Imperfect

inaction as embarrassment

Have you ever thought through the question Mason recently put forth in What is the worst that could happen?? Many times, the worst case scenario is not trying. You miss the shots you don't take. If Mason hadn't applied for camp, nor found someone else to go to meet the sponsor's quota, would he have gone? Probably not.

Speaking of: by way of Visa's quote tweet adding nuance to it, I found Kpaxs' topical tweet compelling enough to share:

High-agency people seem to have this weird immunity to embarrassment. Getting rejected? Not embarrassing, that’s just data collection. Looking naive? Not embarrassing, that’s just information asymmetry you’re fixing. Breaking minor social rules? Not embarrassing, most rules are just Schelling points anyway. What would be embarrassing to them is not trying. That’s the thing they can’t live with.

To clarify "most rules are just Schelling points anyway", most rules are default, but flexible focal points based on convention rather than necessity. The common saying of "learn the rules, then break them" seems pretty on-brand for this subject matter.

Subsequent tweets in the thread explain how social rejection evolved from prehistoric death to modern information, where even failed experiments successfully collect data. On that topic, HumbledCarrot asked Grok this question in the replies:

@grok how old was Dyson when he finally got famous with the vacuums and its state of art motor design?

Grok answered:

James Dyson was 46 when he finally hit it big. Born May 2, 1947, he launched the DC01 (Dual Cyclone bagless vacuum) in the UK in 1993 after 5,127 prototypes and years of rejection. It became the UK's top seller despite the high price, thanks to the cyclone tech that kept suction strong. (The "state-of-the-art motor" fame came later with digital motors in the 2000s.)

Several hours after Kpaxs tweeted, Old Whig left a reply:

I learned this my first course in law school. There was a hyper annoying girl constantly asked the most stupid and embarrasing questions. As the course went along they got better, more precise. She got A+. I copied her, cut down my study time by at least 1/3. Never stopped.

His story instantly reminded me of something Ava wrote that she learned in her march month review:

How ambitious are "even the most ambitious students" in Ava's classroom if they are groaning over what could amount to substantial time savings?

However, excess risk aversion isn't just a classroom phenomenon. See Timon's reply:

yeah. most people are optimizing for not looking silly in front of strangers

What examples of that counterproductive optimization could you offload from your brain then share with your world? Could that process be enough to sway you toward embracing embarrassment as an active endeavor?

Most of my audience here comprises fellow bloggers, writers, and creatives. How many works have you not published over unfounded, hypothetical fears of embarrassment or rejection?
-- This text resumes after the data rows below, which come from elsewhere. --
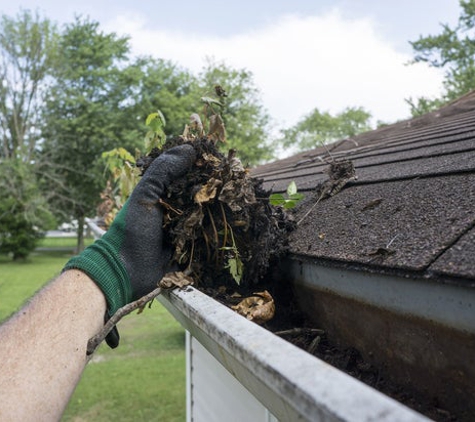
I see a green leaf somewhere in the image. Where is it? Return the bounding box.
[289,193,305,202]
[145,113,158,126]
[269,193,285,205]
[287,181,297,196]
[226,257,244,284]
[201,97,223,107]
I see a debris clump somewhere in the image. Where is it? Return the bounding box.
[137,137,294,288]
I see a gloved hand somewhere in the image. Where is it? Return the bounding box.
[63,145,195,347]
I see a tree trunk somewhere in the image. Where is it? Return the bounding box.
[76,215,84,253]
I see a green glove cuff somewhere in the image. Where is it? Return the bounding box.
[63,204,132,316]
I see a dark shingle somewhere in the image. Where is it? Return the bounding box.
[253,92,475,279]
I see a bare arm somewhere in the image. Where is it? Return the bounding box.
[0,270,106,421]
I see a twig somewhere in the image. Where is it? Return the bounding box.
[307,336,321,355]
[86,287,163,356]
[274,328,325,336]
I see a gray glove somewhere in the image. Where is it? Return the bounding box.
[64,145,196,347]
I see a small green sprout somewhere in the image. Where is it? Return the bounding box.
[269,181,304,210]
[145,110,166,154]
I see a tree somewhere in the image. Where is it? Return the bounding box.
[406,0,475,116]
[281,107,372,151]
[0,11,57,259]
[42,17,139,250]
[0,11,57,162]
[196,61,273,165]
[0,158,55,260]
[125,57,197,139]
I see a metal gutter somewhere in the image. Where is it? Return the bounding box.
[159,287,428,422]
[286,259,475,334]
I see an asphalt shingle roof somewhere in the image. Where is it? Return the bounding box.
[252,92,475,284]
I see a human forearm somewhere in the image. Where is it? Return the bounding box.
[0,270,106,421]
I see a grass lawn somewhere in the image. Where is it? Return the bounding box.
[0,239,186,422]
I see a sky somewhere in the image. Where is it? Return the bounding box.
[0,0,460,135]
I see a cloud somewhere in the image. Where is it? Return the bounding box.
[107,9,442,127]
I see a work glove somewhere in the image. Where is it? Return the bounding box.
[63,145,195,348]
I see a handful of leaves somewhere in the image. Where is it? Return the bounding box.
[138,137,293,286]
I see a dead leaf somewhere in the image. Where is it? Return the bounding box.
[232,290,275,324]
[194,177,223,204]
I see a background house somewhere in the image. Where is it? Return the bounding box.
[253,92,475,420]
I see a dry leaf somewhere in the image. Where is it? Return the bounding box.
[194,177,223,204]
[232,290,275,324]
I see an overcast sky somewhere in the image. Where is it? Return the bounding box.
[0,0,460,134]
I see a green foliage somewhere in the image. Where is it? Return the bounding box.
[145,110,166,154]
[220,225,244,285]
[406,0,475,116]
[102,147,139,204]
[269,181,304,209]
[0,11,57,162]
[41,14,137,249]
[0,159,55,260]
[281,107,372,151]
[196,61,275,165]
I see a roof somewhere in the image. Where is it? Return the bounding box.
[252,91,475,285]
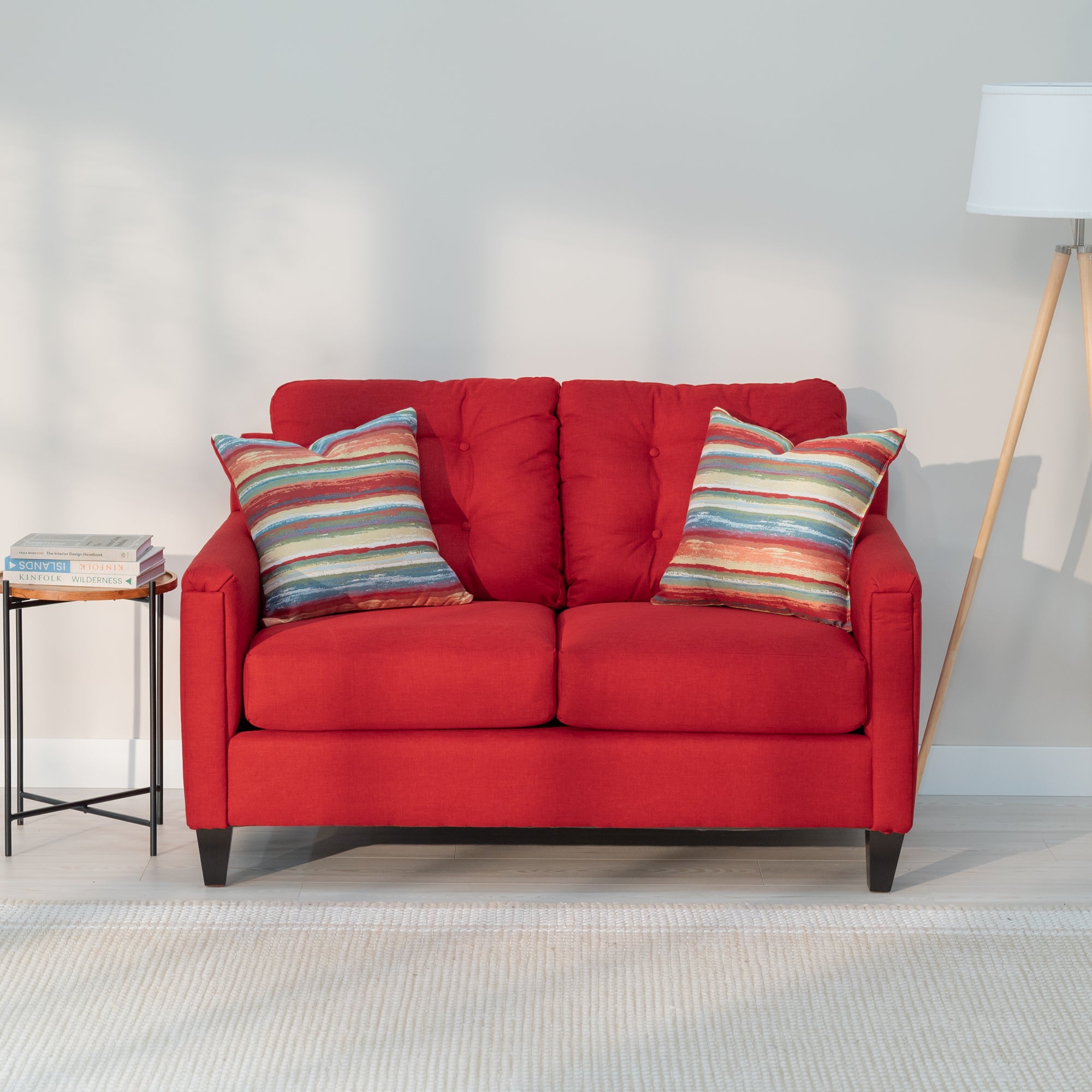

Do you have tens, hundreds, or even more withering away in your note-taking app or elsewhere? In case you're reading this post without a virtual home and still wonder when you should build one, the second best time is now.

What about in your everyday life? For example: riffing on Timon's observation above, how often do you entertain strangers while you're out and about in public? That question reminded me of Wyer's tweet which explains the included Tiktok video:

Just found this 6 year old Chinese kid on TikTok who goes up to strangers and practices his English talking to them

I would die for this kid

These posts of mine represent another great example of choosing the comfort blanket of commonplace embarrassment over populating novel spaces with my thoughts. Those channels have multiple firsts I could ship. Yet, I'm writing yet another post here atop hundreds? I'm not saying that populating this outlet is even remotely bad. I'm saying that crafting messages through new mediums alongside this established one would better imprint this post's message on my psyche.

Embracing risk, embarrassment, and vulnerability revs up your agency compared to the herd mentality of aiming to not be hated, rejected, or disliked. The former assumes most responses are good responses. While potential downsides grow, your potential upside skyrockets. The latter assumes few responses are good responses. Those extremes collapse and can render you stagnant. Which approach wins you over? Beyond that, which approach will you continue or integrate?